Он возник неизвестно откуда. И даже не пошел посмотреть, что делается в его комнате. Он не отвечал на вопросы: «Ну как дела? Как жизнь? Что слышно?» Все знали, что слышно! И те двое, что пришли с Давидом, тоже. Они пошли «по хатам». Я, конечно, пристроился к Давиду. Хотелось посмотреть, что он будет делать. А он входил в квартиры тех, кто собирался в бараки за автомобильным заводом, садился на табурет у дверей и смотрел. Хозяева, собиравшие вещи, останавливали свою работу. В квартире у соседа Яшки Давид пнул ногой узел, и ватные одеяла бесшумно покатились по полу, только шелк шелестел. Давид показал пальцем на свой висок и что-то сказал. Я не услышал, что сказал Давид, потому что Яшка захлопнул дверь перед самым моим носом. И, может, правильно сделал, так как вместе со мной заглядывал в комнату и сапожник Федька, и его жена Клава. Потом дверь рывком отворилась, и вслед за Давидом вышел Яшка. Он надвинул на свой длинный нос фуражку с длинным козырьком — и ушел. Куда? Этого не знал никто. Давид с его длинной сгорбленной фигурой напоминал вопросительный знак, и разогнуть этот знак было невозможно. «Мешугас!»[21] — старуха в квартире Яшки продолжала сворачивать одеяла — она не могла уйти, как все другие старухи. Город охранялся патрулями из немцев и полицаев, а про бефель и про то, кого он касается, уже знали все. Было странно, что и в этих условиях люди исчезали: ведь за нарушение приказа обещана смерть. Верная смерть. А если уйти в бараки — еще неизвестно…

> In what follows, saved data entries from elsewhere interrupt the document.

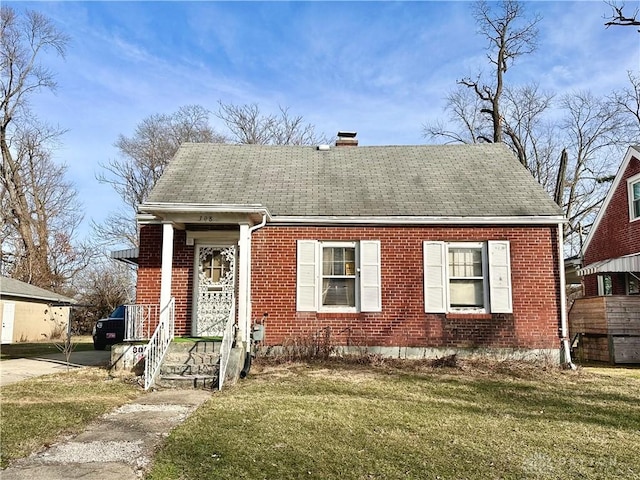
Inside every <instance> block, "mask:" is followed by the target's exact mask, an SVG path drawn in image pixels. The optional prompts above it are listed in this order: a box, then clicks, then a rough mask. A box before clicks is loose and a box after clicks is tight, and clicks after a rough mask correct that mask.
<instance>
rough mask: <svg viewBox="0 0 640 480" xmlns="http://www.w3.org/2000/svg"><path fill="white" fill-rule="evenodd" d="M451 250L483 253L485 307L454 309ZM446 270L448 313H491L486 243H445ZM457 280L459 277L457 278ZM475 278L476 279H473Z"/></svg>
mask: <svg viewBox="0 0 640 480" xmlns="http://www.w3.org/2000/svg"><path fill="white" fill-rule="evenodd" d="M450 248H479V249H480V251H481V252H482V253H481V254H482V304H483V305H484V307H482V308H478V307H452V306H451V299H450V298H449V292H450V286H451V283H450V282H451V272H450V266H449V249H450ZM444 261H445V263H444V268H445V275H446V277H445V279H446V281H445V285H446V289H445V290H446V292H445V295H446V306H447V311H448V312H451V313H487V312H488V311H489V308H488V307H489V291H488V288H487V287H488V284H489V265H488V262H487V245H486V243H485V242H450V243H445V254H444ZM456 278H457V277H456ZM472 278H475V277H472Z"/></svg>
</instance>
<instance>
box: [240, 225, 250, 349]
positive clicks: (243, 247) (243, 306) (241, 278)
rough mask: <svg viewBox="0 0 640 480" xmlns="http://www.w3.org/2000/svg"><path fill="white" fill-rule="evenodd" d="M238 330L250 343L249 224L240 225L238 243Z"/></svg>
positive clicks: (249, 255)
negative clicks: (238, 256) (238, 248)
mask: <svg viewBox="0 0 640 480" xmlns="http://www.w3.org/2000/svg"><path fill="white" fill-rule="evenodd" d="M238 248H239V250H240V254H239V259H238V260H239V266H238V330H239V334H240V341H241V342H249V340H250V329H251V232H250V230H249V225H248V224H246V223H245V224H243V223H241V224H240V240H239V241H238Z"/></svg>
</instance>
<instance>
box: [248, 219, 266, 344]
mask: <svg viewBox="0 0 640 480" xmlns="http://www.w3.org/2000/svg"><path fill="white" fill-rule="evenodd" d="M266 224H267V214H266V212H265V213H263V214H262V221H261V222H260V223H258V224H256V225H254V226H253V227H249V232H248V233H249V238H248V242H247V245H248V246H249V252H248V254H249V258H248V260H249V272H248V273H249V292H248V293H249V295H248V296H247V298H248V305H249V309H248V310H249V311H248V312H247V323H248V325H247V327H248V329H247V331H248V332H251V315H252V311H251V237H252V235H253V232H255V231H256V230H258V229H260V228H262V227H264V226H265V225H266ZM248 340H249V344H250V343H251V338H249V339H248Z"/></svg>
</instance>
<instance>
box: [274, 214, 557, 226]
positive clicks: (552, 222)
mask: <svg viewBox="0 0 640 480" xmlns="http://www.w3.org/2000/svg"><path fill="white" fill-rule="evenodd" d="M270 223H272V224H279V225H285V224H313V225H318V224H328V225H329V224H330V225H354V224H355V225H362V224H368V225H441V224H443V223H446V224H456V225H465V224H473V225H478V224H481V225H556V224H561V223H566V220H565V219H564V218H563V217H561V216H548V217H535V216H531V217H422V216H388V217H379V216H345V217H337V216H332V217H323V216H305V217H287V216H271V219H270Z"/></svg>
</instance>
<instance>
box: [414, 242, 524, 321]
mask: <svg viewBox="0 0 640 480" xmlns="http://www.w3.org/2000/svg"><path fill="white" fill-rule="evenodd" d="M424 301H425V312H427V313H456V312H458V313H511V312H512V311H513V308H512V300H511V264H510V252H509V242H508V241H489V242H436V241H427V242H424Z"/></svg>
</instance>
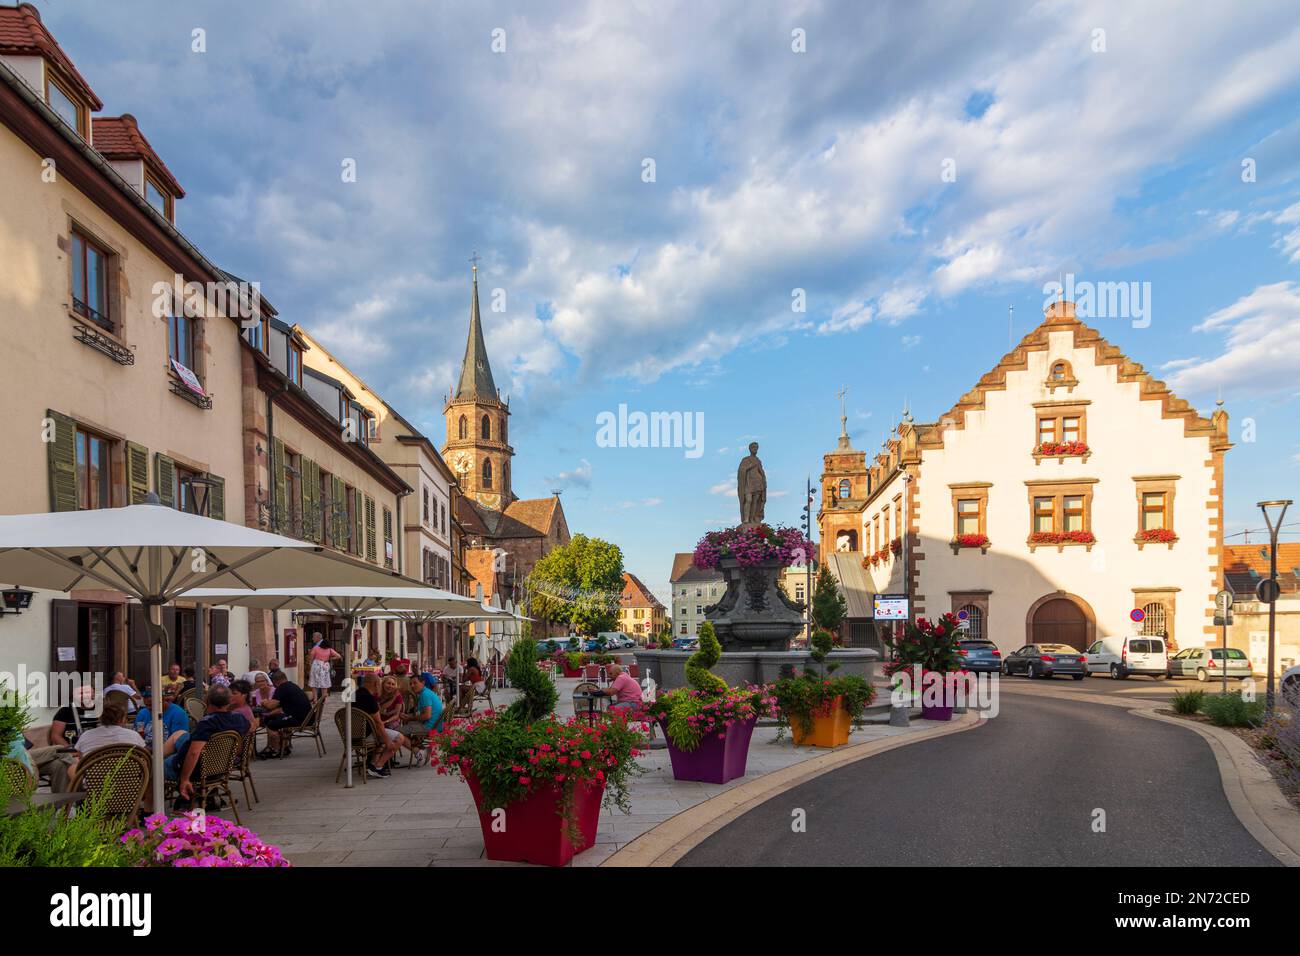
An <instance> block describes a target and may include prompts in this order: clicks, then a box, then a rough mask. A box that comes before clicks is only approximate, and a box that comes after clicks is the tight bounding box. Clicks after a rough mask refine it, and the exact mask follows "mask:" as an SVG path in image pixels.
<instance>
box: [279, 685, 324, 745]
mask: <svg viewBox="0 0 1300 956" xmlns="http://www.w3.org/2000/svg"><path fill="white" fill-rule="evenodd" d="M324 713H325V695H321V696H320V697H317V698H316V702H315V704H312V709H311V710H308V711H307V717H304V718H303V722H302V723H300V724H298V726H296V727H283V728H282V730H281V731H279V732H281V735H283V740H282V745H283V747H287V748H289V749H292V745H294V739H295V737H312V739H313V740H315V741H316V756H317V757H324V756H325V740H324V739H322V737H321V715H322V714H324Z"/></svg>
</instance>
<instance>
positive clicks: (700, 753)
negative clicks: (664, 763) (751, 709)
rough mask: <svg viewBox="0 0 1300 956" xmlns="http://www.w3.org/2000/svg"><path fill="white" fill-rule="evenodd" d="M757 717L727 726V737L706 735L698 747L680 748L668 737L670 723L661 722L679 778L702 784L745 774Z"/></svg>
mask: <svg viewBox="0 0 1300 956" xmlns="http://www.w3.org/2000/svg"><path fill="white" fill-rule="evenodd" d="M755 723H758V718H757V717H751V718H750V719H748V721H738V722H737V723H733V724H732V726H731V727H728V728H727V735H725V737H719V736H718V735H716V734H706V735H705V737H703V739H702V740H701V741H699V747H697V748H695V749H694V750H682V749H679V748H677V745H676V744H673V743H672V737H669V736H668V722H667V721H666V719H662V718H660V721H659V728H660V730H663V737H664V740H667V741H668V757H669V758H671V760H672V777H673V779H675V780H695V782H699V783H727V782H728V780H735V779H736V778H737V777H744V775H745V763H746V762H748V761H749V741H750V737H751V736H753V735H754V724H755Z"/></svg>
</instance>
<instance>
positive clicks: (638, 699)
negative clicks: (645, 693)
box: [598, 663, 641, 709]
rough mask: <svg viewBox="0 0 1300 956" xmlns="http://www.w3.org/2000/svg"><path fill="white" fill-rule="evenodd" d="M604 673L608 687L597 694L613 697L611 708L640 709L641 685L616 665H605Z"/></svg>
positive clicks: (618, 665)
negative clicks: (607, 677)
mask: <svg viewBox="0 0 1300 956" xmlns="http://www.w3.org/2000/svg"><path fill="white" fill-rule="evenodd" d="M604 672H606V674H607V675H608V676H610V685H608V687H607V688H604V689H603V691H598V693H601V695H603V696H606V697H614V700H612V701H611V702H610V706H611V708H629V709H632V708H640V706H641V684H638V683H637V679H636V678H633V676H632V675H629V674H628V672H627V671H625V670H623V667H620V666H619V665H616V663H610V665H606V667H604Z"/></svg>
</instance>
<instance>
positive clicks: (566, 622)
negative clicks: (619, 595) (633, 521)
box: [528, 535, 623, 636]
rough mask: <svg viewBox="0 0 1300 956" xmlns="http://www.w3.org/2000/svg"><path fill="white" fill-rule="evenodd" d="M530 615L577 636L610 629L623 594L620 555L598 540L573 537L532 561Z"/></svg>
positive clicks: (528, 584)
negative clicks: (550, 550) (535, 559)
mask: <svg viewBox="0 0 1300 956" xmlns="http://www.w3.org/2000/svg"><path fill="white" fill-rule="evenodd" d="M528 587H529V589H530V592H532V604H530V605H529V606H530V609H532V611H533V615H534V617H541V618H545V619H546V620H554V622H558V623H562V624H568V626H569V627H571V628H572V630H575V631H576V632H578V633H581V635H589V636H595V635H597V633H599V632H601V631H614V630H616V627H617V623H619V594H621V593H623V551H621V550H620V549H619V546H617V545H615V544H610V542H608V541H603V540H601V538H598V537H588V536H586V535H575V536H573V540H572V541H569V542H568V544H567V545H562V546H559V548H556V549H555V550H552V551H551V553H550V554H547V555H546V557H545V558H542V559H541V561H538V562H537V564H536V567H533V572H532V574H530V575H529V576H528Z"/></svg>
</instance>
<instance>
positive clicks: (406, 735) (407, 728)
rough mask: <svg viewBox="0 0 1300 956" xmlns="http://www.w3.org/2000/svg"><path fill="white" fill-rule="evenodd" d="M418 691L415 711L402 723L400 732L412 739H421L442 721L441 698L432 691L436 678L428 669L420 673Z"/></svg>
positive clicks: (409, 738)
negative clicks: (419, 677)
mask: <svg viewBox="0 0 1300 956" xmlns="http://www.w3.org/2000/svg"><path fill="white" fill-rule="evenodd" d="M420 684H421V687H420V693H419V696H417V697H416V701H415V713H413V714H412V715H411V719H409V721H407V722H406V723H403V724H402V734H403V735H406V736H407V737H409V739H411V740H412V741H421V740H424V739H425V737H428V736H429V734H432V732H433V730H434V728H435V727H437V726H438V724H439V723H441V722H442V698H441V697H438V695H437V693H434V688H435V687H437V685H438V679H437V678H435V676H433V675H432V674H430V672H429V671H424V672H422V674H421V675H420Z"/></svg>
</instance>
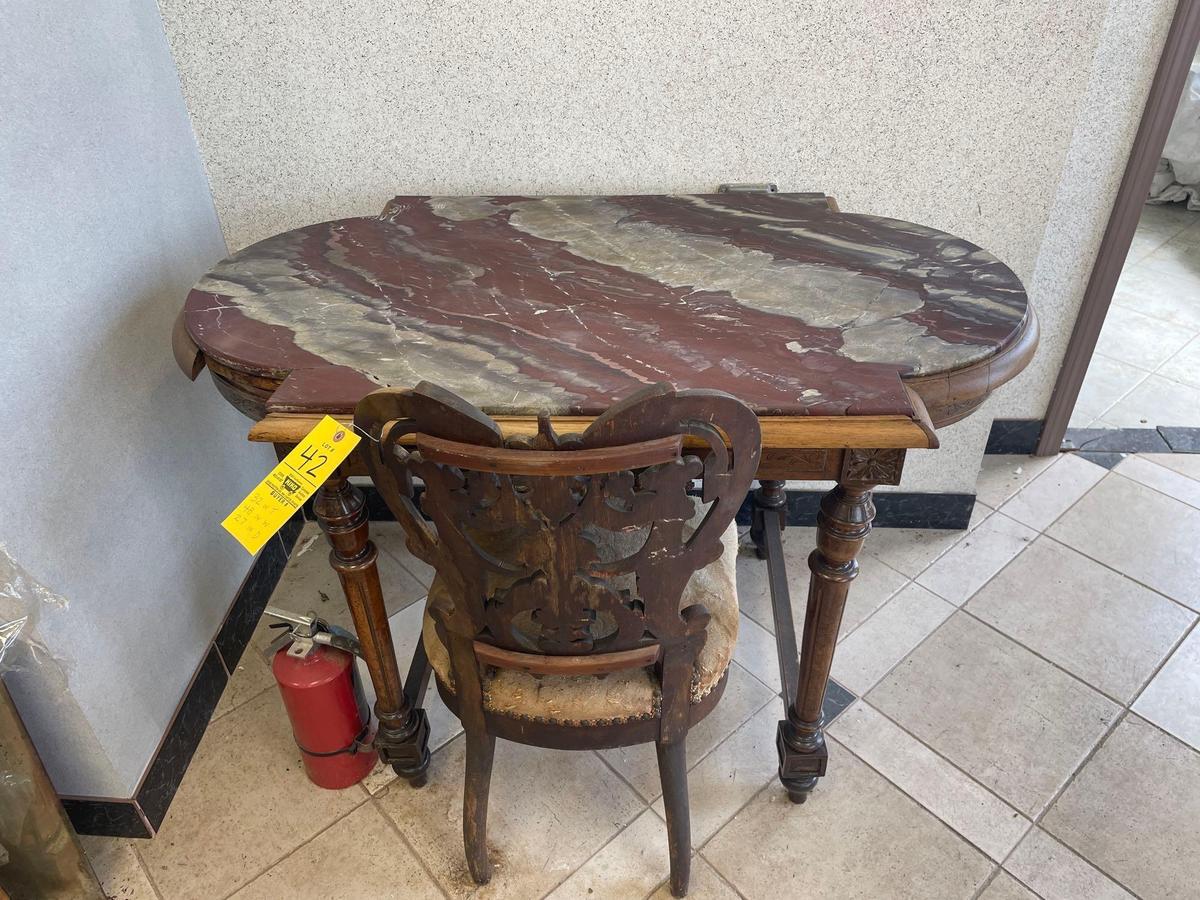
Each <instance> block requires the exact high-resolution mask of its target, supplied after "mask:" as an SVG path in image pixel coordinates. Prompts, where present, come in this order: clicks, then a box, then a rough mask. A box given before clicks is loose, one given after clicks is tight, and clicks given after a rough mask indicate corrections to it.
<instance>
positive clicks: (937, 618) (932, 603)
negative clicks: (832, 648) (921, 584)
mask: <svg viewBox="0 0 1200 900" xmlns="http://www.w3.org/2000/svg"><path fill="white" fill-rule="evenodd" d="M953 612H954V607H953V606H952V605H950V604H948V602H946V601H944V600H942V598H940V596H937V595H936V594H932V593H930V592H929V590H926V589H925V588H923V587H920V584H916V583H912V584H910V586H908V587H906V588H905V589H904V590H901V592H900V593H899V594H896V595H895V596H894V598H892V599H890V600H888V601H887V602H886V604H884V605H883V606H882V607H881V608H880V610H878V612H876V613H875V614H874V616H871V618H869V619H868V620H866V622H864V623H863V624H862V625H859V626H858V628H857V629H856V630H854V631H853V632H852V634H851V635H850V636H848V637H847V638H846V640H845V641H842V642H841V646H840V647H838V653H836V654H835V655H834V660H833V673H832V674H833V678H834V680H836V682H838V683H839V684H841V685H842V686H844V688H847V689H850V690H851V691H852V692H854V694H857V695H859V696H862V695H863V694H865V692H866V691H869V690H870V689H871V688H874V686H875V683H876V682H878V680H880V679H881V678H882V677H883V676H886V674H887V673H888V670H889V668H892V666H894V665H895V664H896V662H899V661H900V660H902V659H904V658H905V656H906V655H907V654H908V652H910V650H912V648H913V647H916V646H917V644H918V643H920V642H922V641H924V640H925V637H926V636H928V635H929V634H930V632H931V631H932V630H934V629H935V628H937V626H938V625H941V624H942V623H943V622H944V620H946V619H947V618H948V617H949V616H950V613H953Z"/></svg>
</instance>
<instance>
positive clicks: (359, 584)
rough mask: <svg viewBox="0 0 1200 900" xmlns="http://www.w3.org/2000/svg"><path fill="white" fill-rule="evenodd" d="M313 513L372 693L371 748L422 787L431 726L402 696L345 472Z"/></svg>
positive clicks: (384, 607)
mask: <svg viewBox="0 0 1200 900" xmlns="http://www.w3.org/2000/svg"><path fill="white" fill-rule="evenodd" d="M313 511H314V512H316V515H317V521H318V522H319V523H320V528H322V530H323V532H324V533H325V536H326V538H328V539H329V544H330V546H331V547H332V552H331V553H330V554H329V560H330V564H331V565H332V566H334V570H335V571H336V572H337V577H338V578H340V580H341V582H342V590H343V592H344V593H346V602H347V604H348V605H349V607H350V616H352V617H353V619H354V630H355V631H356V632H358V637H359V642H360V643H361V644H362V656H364V659H365V660H366V664H367V670H368V671H370V673H371V683H372V684H373V685H374V689H376V707H374V712H376V718H377V719H378V720H379V731H378V733H377V734H376V739H374V748H376V750H378V751H379V758H382V760H383V761H384V762H385V763H390V764H391V767H392V768H394V769H395V770H396V774H397V775H401V776H402V778H407V779H408V780H409V781H410V782H412V784H413V785H414V786H420V785H422V784H425V775H426V769H427V768H428V764H430V750H428V737H430V725H428V720H427V719H426V716H425V710H424V709H414V708H413V706H412V704H410V703H409V702H408V700H407V698H406V696H404V691H403V684H402V683H401V679H400V668H398V667H397V664H396V649H395V647H394V646H392V643H391V631H390V630H389V628H388V611H386V608H385V607H384V602H383V590H382V588H380V587H379V570H378V568H377V565H376V560H377V558H378V556H379V552H378V551H377V550H376V546H374V544H372V542H371V541H370V540H368V538H367V532H368V524H367V511H366V502H365V499H364V496H362V492H361V491H360V490H359V488H358V487H355V486H354V485H352V484H350V481H349V479H347V478H346V475H344V473H343V472H341V470H338V472H336V473H334V475H331V476H330V478H329V480H328V481H325V484H324V485H322V486H320V488H318V491H317V493H316V494H314V497H313Z"/></svg>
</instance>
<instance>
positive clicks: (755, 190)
mask: <svg viewBox="0 0 1200 900" xmlns="http://www.w3.org/2000/svg"><path fill="white" fill-rule="evenodd" d="M716 193H779V185H776V184H775V182H774V181H758V182H730V184H725V185H719V186H718V187H716Z"/></svg>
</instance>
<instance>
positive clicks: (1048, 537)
mask: <svg viewBox="0 0 1200 900" xmlns="http://www.w3.org/2000/svg"><path fill="white" fill-rule="evenodd" d="M1039 536H1042V538H1045V539H1046V540H1048V541H1050V542H1051V544H1057V545H1058V546H1060V547H1066V548H1067V550H1069V551H1070V552H1073V553H1079V556H1081V557H1084V559H1086V560H1088V562H1090V563H1096V565H1098V566H1100V568H1102V569H1106V570H1108V571H1110V572H1112V574H1114V575H1116V576H1118V577H1121V578H1124V580H1126V581H1128V582H1132V583H1134V584H1136V586H1138V587H1139V588H1142V589H1144V590H1148V592H1150V593H1152V594H1157V595H1158V596H1160V598H1163V599H1164V600H1169V601H1171V604H1174V605H1175V606H1178V607H1180V608H1181V610H1183V611H1184V612H1189V613H1192V614H1193V616H1200V611H1198V610H1193V608H1192V607H1190V606H1188V605H1187V604H1184V602H1183V601H1181V600H1176V599H1175V598H1174V596H1171V595H1170V594H1168V593H1165V592H1164V590H1160V589H1159V588H1156V587H1154V586H1153V584H1147V583H1146V582H1144V581H1139V580H1138V578H1135V577H1133V576H1132V575H1129V574H1128V572H1123V571H1121V570H1120V569H1115V568H1114V566H1111V565H1109V564H1108V563H1105V562H1104V560H1103V559H1097V558H1096V557H1093V556H1090V554H1088V553H1086V552H1085V551H1082V550H1080V548H1079V547H1073V546H1072V545H1070V544H1067V541H1064V540H1061V539H1058V538H1055V536H1054V535H1052V534H1046V533H1043V534H1042V535H1039Z"/></svg>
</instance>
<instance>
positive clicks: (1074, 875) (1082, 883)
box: [1004, 828, 1130, 900]
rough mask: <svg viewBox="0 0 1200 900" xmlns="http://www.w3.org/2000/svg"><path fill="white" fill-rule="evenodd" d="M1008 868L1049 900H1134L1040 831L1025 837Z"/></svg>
mask: <svg viewBox="0 0 1200 900" xmlns="http://www.w3.org/2000/svg"><path fill="white" fill-rule="evenodd" d="M1004 866H1006V868H1007V869H1008V870H1009V871H1010V872H1013V874H1014V875H1015V876H1016V877H1018V878H1020V880H1021V881H1022V882H1025V883H1026V884H1028V886H1030V887H1031V888H1033V890H1036V892H1037V893H1038V894H1040V895H1042V896H1043V898H1045V900H1130V894H1129V892H1128V890H1126V889H1124V888H1122V887H1121V886H1120V884H1117V883H1116V882H1115V881H1112V880H1111V878H1109V877H1108V876H1106V875H1105V874H1104V872H1102V871H1100V870H1099V869H1097V868H1096V866H1093V865H1092V864H1091V863H1088V862H1087V860H1086V859H1084V858H1082V857H1079V856H1076V854H1075V853H1074V852H1072V850H1070V848H1069V847H1066V846H1063V845H1062V844H1060V842H1058V841H1056V840H1055V839H1054V838H1051V836H1050V835H1049V834H1046V833H1045V832H1043V830H1042V829H1040V828H1034V829H1033V830H1031V832H1030V833H1028V834H1027V835H1025V840H1022V841H1021V842H1020V844H1019V845H1018V846H1016V850H1015V851H1013V856H1010V857H1009V858H1008V860H1007V862H1006V863H1004Z"/></svg>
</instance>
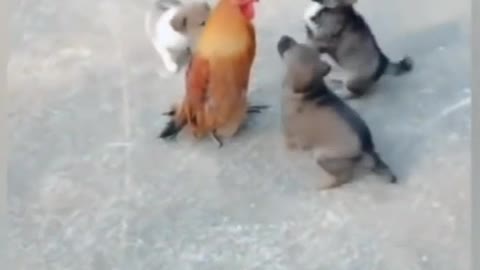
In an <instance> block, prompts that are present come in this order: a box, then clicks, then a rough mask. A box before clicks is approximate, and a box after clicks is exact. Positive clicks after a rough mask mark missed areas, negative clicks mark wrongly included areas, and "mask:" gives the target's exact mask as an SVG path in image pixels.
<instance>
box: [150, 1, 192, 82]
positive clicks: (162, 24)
mask: <svg viewBox="0 0 480 270" xmlns="http://www.w3.org/2000/svg"><path fill="white" fill-rule="evenodd" d="M178 10H179V7H171V8H169V9H168V10H166V11H165V12H164V13H163V14H162V15H161V16H160V17H159V18H157V19H156V21H155V22H151V21H150V20H151V13H150V12H151V11H149V12H148V13H147V15H146V17H145V30H146V32H147V35H148V36H149V38H150V39H151V41H152V43H153V46H154V47H155V49H156V50H157V52H158V54H159V55H160V57H161V58H162V60H163V62H164V64H165V68H166V69H167V70H168V71H169V72H172V73H174V72H177V71H178V70H179V68H180V67H179V65H178V63H177V62H176V57H177V55H175V54H174V52H177V53H178V52H184V51H186V50H187V49H188V46H189V38H188V37H187V36H186V35H184V34H182V33H179V32H177V31H175V29H173V27H172V25H171V24H170V22H171V20H172V18H173V17H174V16H175V15H176V14H177V13H178ZM150 25H151V26H152V27H151V28H150Z"/></svg>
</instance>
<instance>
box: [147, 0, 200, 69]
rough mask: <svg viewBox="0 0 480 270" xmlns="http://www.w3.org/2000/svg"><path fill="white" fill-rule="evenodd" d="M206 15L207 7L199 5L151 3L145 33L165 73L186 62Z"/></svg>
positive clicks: (182, 3) (175, 0) (172, 3)
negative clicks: (191, 48)
mask: <svg viewBox="0 0 480 270" xmlns="http://www.w3.org/2000/svg"><path fill="white" fill-rule="evenodd" d="M209 14H210V5H209V4H208V3H207V2H202V1H194V2H190V3H182V2H180V1H178V0H155V2H154V5H153V7H152V9H151V10H148V11H147V13H146V15H145V31H146V33H147V36H148V38H149V39H150V40H151V42H152V44H153V46H154V47H155V49H156V50H157V52H158V54H159V55H160V57H161V58H162V60H163V62H164V64H165V67H166V69H167V70H168V71H169V72H172V73H175V72H178V71H179V69H180V67H181V66H182V64H185V63H186V62H187V61H185V60H188V59H187V58H188V57H189V54H190V51H191V47H192V46H194V45H195V42H196V40H197V39H198V36H199V35H200V33H201V31H202V30H203V28H204V25H205V23H206V21H207V19H208V16H209ZM182 60H183V61H182ZM182 62H183V63H182Z"/></svg>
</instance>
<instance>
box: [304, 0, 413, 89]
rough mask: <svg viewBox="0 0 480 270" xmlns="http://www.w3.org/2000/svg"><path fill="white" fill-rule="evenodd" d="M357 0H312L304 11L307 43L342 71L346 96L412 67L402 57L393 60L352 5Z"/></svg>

И в других домах и дворах осталось множество стариков, женщин и детей. Этим некуда было деться, они не могли бежать, прятаться, исчезнуть.
А потом, в день, когда бефель вступил в действие, они вышли на улицу с вещами и пошли в бараки. В нашем дворе сиротливо топтались на снегу две-три семьи. Они с трудом отрывали полозья своих саночек от снега, напрягали последние силы и выезжали на улицу. А там уже было много таких же, как они. К полудню дорога в бараки была укатана множеством саней, люди двигались быстрее, разогревались на ходу, одолевали встречный ветер. И на широкой улице имени Сталина было людно, как в праздник. На тротуарах стояли те, кто не ехал в бараки, а провожал своих знакомых и соседей. Люди тащили санки и уговаривали себя: если уж такая масса людей собралась вместе, то, наверное, все не так уж страшно, как казалось? Не могут же немцы, в конце концов, уничтожить всех!
И по главной улице, которая вела через заводской район к баракам, шли люди с санями, на которых громоздился их скарб. Немцы предупредили: являться с вещами. Тащили всё, что необходимо. И то, что не было необходимым: фотографии, семейные альбомы. Санки скрипели полозьями по талому снегу — множество людей подталкивали друг друга, обходили, обгоняли.
Провожающие — голодные, оборванные — смотрели на уходящих даже с завистью: этим, говорят, дадут работу. Наверное, будет как коммуна. Недаром же каждый из тех, кто идет в бараки, — мастер. Люди на оккупированной земле жили в вечном страхе: вот-вот что-то произойдет! С теми, кто уезжал, уже «происходило», и старухи теребили волосы под платками, вздыхали: не то жалели, не то завидовали. Люди, привыкшие жить в коллективе, страдали от одиночества больше, чем от голода, а тут на их глазах евреи сбивались в «коллектив». Как на заводе, в доме отдыха, в коммуналке. Их провожали, как в отпуск на юг, как в пионерские лагеря и в туристические походы. Помогали укладываться, готовиться в дорогу.